La séance de lundi, qui s'est terminée par une hausse de 1,8 % pour le Cac 40, avait couru plus vite que la musique. L'indice est attendu stable à l'ouverture, voire en repli de 0,2%, tandis que Wall Street, fermé la veille, devrait rouvrir dans le vert, avec des contrats à terme sur le S&P 500 en hausse de 0,6 %.
Le Brent reprend 2,2 %, à 98,2 dollars le baril, après sa chute de la veille, quand l'espoir d'un accord entre Washington et Téhéran avait fait retomber brutalement la prime de risque sur l'énergie. Les marchés avaient alors choisi de croire que le détroit d'Ormuz pouvait rouvrir, au moins partiellement, et que les flux pétroliers allaient finir par retrouver un passage plus normal. Aujourd'hui, ce scénario prend un peu l'eau. Plusieurs fortes explosions ont été entendues hier soir dans le sud de l'Iran, des frappes revendiquées par l'armée américaine qui dit avoir agi par légitime défense, visant des sites de lancement de missiles et des embarcations qui tentaient de poser des mines, afin de protéger ses troupes contre les menaces des forces iraniennes.

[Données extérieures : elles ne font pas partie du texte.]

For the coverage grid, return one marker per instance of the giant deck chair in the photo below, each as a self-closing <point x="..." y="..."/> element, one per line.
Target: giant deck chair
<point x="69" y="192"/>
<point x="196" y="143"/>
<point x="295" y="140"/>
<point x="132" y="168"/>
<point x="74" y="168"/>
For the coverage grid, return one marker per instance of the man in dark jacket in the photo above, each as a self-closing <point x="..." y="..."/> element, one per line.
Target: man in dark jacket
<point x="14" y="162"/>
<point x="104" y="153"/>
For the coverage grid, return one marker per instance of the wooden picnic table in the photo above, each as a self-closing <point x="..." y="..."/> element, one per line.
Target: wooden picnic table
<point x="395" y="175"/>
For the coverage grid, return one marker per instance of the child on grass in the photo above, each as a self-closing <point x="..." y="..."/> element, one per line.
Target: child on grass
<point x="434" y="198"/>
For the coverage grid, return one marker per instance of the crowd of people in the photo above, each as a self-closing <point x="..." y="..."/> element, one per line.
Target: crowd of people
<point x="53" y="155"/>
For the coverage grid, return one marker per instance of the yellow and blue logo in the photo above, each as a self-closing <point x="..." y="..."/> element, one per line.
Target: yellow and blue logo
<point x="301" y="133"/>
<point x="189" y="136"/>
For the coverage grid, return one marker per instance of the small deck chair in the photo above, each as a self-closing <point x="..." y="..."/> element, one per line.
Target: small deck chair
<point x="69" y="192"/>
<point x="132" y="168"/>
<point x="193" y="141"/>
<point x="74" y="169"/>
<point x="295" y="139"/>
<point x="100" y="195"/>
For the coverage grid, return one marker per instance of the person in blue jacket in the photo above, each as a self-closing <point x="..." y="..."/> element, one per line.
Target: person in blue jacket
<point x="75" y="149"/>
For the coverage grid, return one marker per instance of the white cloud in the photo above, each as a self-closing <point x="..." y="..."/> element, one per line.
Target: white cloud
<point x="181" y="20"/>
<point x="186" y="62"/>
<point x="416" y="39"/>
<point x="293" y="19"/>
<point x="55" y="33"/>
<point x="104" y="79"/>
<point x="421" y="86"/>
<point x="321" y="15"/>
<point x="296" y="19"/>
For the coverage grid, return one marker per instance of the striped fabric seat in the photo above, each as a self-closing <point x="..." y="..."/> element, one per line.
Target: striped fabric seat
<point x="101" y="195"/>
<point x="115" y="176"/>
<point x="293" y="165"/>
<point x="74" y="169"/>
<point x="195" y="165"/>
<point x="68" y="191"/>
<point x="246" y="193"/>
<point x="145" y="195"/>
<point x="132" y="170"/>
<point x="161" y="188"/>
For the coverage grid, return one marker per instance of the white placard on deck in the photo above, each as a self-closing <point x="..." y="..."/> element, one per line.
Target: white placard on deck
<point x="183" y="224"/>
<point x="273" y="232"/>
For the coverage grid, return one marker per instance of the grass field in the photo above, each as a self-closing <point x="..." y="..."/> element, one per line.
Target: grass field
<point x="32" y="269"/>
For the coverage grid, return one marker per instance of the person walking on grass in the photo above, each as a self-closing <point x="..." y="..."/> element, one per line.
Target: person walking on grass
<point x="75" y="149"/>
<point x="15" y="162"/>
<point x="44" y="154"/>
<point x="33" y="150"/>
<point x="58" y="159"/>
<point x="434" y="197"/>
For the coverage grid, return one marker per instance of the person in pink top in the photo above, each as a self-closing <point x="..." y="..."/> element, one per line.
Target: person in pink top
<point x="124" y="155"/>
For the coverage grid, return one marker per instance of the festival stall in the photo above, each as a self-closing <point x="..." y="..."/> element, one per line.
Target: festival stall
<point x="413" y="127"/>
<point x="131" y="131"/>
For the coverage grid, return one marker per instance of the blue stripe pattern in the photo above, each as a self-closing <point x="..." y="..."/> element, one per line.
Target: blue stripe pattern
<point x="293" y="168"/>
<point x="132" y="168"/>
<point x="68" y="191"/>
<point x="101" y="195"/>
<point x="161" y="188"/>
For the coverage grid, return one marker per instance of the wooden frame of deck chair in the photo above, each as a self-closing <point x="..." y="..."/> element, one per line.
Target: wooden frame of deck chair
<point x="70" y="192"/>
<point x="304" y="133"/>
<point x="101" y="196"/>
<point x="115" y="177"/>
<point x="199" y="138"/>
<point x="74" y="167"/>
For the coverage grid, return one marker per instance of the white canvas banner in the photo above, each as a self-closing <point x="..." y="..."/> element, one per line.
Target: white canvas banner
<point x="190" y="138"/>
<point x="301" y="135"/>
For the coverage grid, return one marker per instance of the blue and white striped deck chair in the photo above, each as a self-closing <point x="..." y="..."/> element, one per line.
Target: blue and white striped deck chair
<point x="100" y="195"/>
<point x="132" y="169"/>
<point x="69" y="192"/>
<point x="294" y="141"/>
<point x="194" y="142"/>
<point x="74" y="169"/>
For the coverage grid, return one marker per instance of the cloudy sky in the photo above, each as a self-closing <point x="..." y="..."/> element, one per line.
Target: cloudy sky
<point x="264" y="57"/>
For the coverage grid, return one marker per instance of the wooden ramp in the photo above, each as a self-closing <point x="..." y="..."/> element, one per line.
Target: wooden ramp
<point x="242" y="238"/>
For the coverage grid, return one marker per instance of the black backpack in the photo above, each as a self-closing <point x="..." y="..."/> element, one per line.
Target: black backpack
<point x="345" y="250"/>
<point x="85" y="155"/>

Selon Marco Rubio, un accord avec l'Iran était toujours possible malgré les dernières frappes américaines. Le secrétaire d'Etat américain a ramené le calendrier à quelques jours, en expliquant que les discussions portaient encore sur la formulation précise du texte initial. Les points de blocage n'ont pas disparu avec ces déclarations. Le programme nucléaire iranien reste le morceau le plus dur et l'agence Tasnim a prévenu que le projet d'accord pouvait encore échouer en raison d'objections de Washington à plusieurs clauses, dont la demande de Téhéran sur le dégel de ses avoirs.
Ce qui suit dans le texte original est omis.